La qualité décisive du déclarant. L’identité de la personne qui procède à cette déclaration est toutefois décisive, s’agissant de la prescription à l’égard de la sous-caution. S’il s’agit du créancier, cela n’aura aucune influence sur la situation de la sous-caution, leurs engagements étant étrangers l’un à l’autre. Seule la caution pourra bénéficier de cette déclaration, car elle disposera alors d’un recours subrogatoire contre le débiteur principal, lequel pourra être particulièrement utile si le créancier disposait d’autres sûretés. Au contraire, la sous-caution reste étrangère aux effets de cette déclaration dont la caution ne peut se prévaloir à son égard [8]. Inversement, si la caution solvens procède elle-même à la déclaration de créance, c’est dans la perspective d’être remboursée par le débiteur au terme de la procédure ou, à défaut, par la sous-caution.

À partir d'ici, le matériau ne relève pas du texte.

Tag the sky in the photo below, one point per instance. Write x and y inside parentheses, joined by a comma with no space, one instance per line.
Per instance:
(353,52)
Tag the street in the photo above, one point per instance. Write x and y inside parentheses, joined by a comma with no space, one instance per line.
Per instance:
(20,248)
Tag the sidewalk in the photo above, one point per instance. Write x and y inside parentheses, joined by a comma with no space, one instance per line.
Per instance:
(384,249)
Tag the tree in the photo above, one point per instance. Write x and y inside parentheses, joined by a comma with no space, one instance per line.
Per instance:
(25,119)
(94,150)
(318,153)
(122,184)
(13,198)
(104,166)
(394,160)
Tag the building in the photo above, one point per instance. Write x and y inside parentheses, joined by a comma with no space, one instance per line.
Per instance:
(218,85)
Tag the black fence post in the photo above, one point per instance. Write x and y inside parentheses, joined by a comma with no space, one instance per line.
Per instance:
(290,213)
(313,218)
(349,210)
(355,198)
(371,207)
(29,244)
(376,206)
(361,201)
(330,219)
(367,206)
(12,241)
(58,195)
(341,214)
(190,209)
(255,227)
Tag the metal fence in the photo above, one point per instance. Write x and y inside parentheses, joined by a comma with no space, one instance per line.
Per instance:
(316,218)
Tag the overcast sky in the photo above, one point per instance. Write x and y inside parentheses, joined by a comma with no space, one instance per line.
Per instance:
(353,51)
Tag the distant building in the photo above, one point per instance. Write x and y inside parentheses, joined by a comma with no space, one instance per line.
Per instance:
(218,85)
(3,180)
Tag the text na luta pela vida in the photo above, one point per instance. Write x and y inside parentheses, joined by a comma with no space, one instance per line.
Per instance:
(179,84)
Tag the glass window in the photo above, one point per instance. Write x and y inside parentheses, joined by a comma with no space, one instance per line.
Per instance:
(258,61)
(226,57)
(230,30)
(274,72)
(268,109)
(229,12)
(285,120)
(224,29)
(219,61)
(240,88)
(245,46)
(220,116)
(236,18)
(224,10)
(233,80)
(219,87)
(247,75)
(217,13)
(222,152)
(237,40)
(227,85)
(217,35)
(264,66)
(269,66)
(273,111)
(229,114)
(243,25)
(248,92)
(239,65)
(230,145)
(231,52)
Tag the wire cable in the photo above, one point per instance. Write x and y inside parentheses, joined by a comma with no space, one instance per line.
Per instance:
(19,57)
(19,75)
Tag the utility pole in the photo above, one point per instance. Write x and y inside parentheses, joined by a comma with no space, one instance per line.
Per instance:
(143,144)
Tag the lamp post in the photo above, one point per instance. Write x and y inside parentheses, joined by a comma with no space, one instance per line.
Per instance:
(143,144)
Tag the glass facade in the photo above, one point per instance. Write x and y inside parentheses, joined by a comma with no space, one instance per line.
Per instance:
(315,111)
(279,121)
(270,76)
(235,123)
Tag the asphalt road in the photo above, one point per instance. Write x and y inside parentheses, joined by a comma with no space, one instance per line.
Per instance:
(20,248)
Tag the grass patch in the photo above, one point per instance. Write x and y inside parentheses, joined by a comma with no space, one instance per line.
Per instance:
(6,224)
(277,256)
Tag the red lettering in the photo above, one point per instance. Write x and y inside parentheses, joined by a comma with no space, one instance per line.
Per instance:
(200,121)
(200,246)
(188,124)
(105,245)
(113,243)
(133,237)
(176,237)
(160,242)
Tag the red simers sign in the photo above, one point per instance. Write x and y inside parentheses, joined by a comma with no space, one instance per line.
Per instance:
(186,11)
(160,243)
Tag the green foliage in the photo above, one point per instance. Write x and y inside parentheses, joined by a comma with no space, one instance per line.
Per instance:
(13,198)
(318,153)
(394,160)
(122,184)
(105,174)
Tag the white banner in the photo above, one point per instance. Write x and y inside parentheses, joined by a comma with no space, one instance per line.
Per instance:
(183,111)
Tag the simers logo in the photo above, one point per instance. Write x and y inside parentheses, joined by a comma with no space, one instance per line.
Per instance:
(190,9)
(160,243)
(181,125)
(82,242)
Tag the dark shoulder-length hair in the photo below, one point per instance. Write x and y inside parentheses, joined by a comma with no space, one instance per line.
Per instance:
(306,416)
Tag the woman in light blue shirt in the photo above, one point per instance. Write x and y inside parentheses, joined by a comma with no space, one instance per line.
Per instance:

Le caractère accessoire du sous-cautionnement vis-à-vis du cautionnement déploie ici ces effets : la créance déclarée est unique, qui réside dans le remboursement de ce que la caution a payé. Cette déclaration doit donc valoir tant pour le débiteur principal que pour la sous-caution [9].
Appliqué à l’espèce, le raisonnement permet ainsi de sauvegarder les chances de remboursement de la caution solvens. Après avoir payé la dette du débiteur le 31 aout 2013, la liquidation judiciaire est ouverte le 22 janvier 2014 à laquelle la caution déclare sa créance le 31 mars. Elle assigne les sous-cautions le 9 juillet 2019, puis la liquidation est clôturée le 9 septembre suivant. Ainsi, la caution ayant agi avant que l’effet interruptif de prescription ait fini de produire ses effets, il ne saurait lui être reproché d’avoir trop tardé.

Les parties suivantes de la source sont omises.